ケンが不服そうに、ライフルのケースを肩にかけ正面のドアを出て行こうとするウィルにむけ、おまえの別荘なんだぜ、と大声をだすが、「マスターキーはわたしただろ」とだけかえされる。
「ウィルはジョーと腕試ししたいんだろ。こんな機会じゃないとつきあってくれないだろうからな」
わらったジャンがあとからライフルのケースをもって現れた元聖父に、コルボクも参加するんだろう?ときくと、「彼は弓矢を試したいらしい」とこたえがかえった。
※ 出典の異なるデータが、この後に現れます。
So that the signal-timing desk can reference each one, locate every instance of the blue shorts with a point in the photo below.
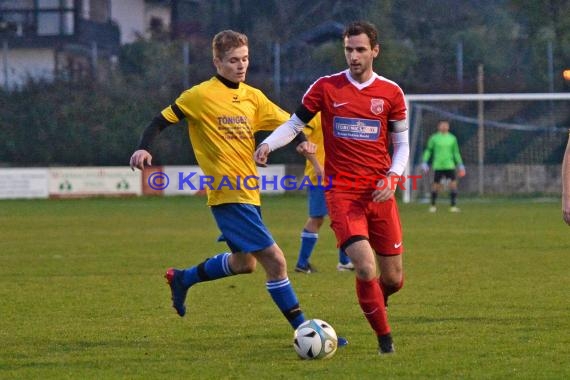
(317, 203)
(242, 228)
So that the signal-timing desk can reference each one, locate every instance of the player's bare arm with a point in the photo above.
(140, 158)
(566, 185)
(385, 188)
(142, 155)
(280, 137)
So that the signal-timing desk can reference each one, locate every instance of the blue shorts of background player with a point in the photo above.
(317, 211)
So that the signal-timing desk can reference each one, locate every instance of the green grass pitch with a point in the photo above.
(82, 295)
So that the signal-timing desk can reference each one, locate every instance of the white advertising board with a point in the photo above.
(93, 181)
(190, 180)
(23, 183)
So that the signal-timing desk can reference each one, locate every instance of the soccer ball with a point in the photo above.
(315, 339)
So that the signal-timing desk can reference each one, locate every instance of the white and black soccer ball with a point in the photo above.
(315, 339)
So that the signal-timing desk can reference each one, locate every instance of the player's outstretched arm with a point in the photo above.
(309, 149)
(139, 158)
(261, 154)
(566, 184)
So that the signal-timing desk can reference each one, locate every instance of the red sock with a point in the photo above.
(388, 290)
(371, 302)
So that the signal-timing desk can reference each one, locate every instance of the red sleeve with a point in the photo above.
(312, 100)
(398, 111)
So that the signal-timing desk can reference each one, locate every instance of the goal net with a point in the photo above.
(511, 144)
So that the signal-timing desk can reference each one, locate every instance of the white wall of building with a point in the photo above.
(130, 16)
(18, 65)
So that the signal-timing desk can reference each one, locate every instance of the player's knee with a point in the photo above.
(245, 265)
(393, 283)
(365, 272)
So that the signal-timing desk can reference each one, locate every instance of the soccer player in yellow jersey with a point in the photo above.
(223, 114)
(317, 206)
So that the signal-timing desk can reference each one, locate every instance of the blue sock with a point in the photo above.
(210, 269)
(284, 296)
(343, 257)
(308, 241)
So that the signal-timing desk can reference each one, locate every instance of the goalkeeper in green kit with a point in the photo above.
(443, 151)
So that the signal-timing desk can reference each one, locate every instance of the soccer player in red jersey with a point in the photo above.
(362, 113)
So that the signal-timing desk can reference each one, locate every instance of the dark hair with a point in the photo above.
(227, 40)
(362, 27)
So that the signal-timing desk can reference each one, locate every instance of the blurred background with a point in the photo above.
(80, 79)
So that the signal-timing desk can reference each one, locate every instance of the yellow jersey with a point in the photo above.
(222, 122)
(314, 133)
トッドと顔をみあわせたおれはすこしわらってしまった。
たとえケンカがつよい先住民族だとしても、弓矢なんかじゃ銃には勝てない。
「おい、その矢に毒はないだろうな?こんなところで森の動物にでもつかったら、おれの責任問題になる」
ショーンのこのひとことで、わらいはひっこんだ。
「いや。彼らスーフ族愛用の弓矢じゃなくて、ほら、仕事で新しくもらったんだろ?あの、近代的なやつを」と、その代物の名前がでなくてもどうでもいいようゆびをふるのに、それ《クロスボウ》だろ、とジャンがこたえをだす。
おれとトッドの顔から、わらいはすっかり消えた。
「あいつの武器の改良申請、これで三度目なんだぜ。殺傷能力がたかすぎるから、もうこれでストップかけるって安全管理課からいわれてる」
ショーンは困ったようにおれたちをみた。
ジョーが片手をあげて、空き缶と空き瓶にしかむけないと誓い、森の方にあるという『練習場』へとむかった。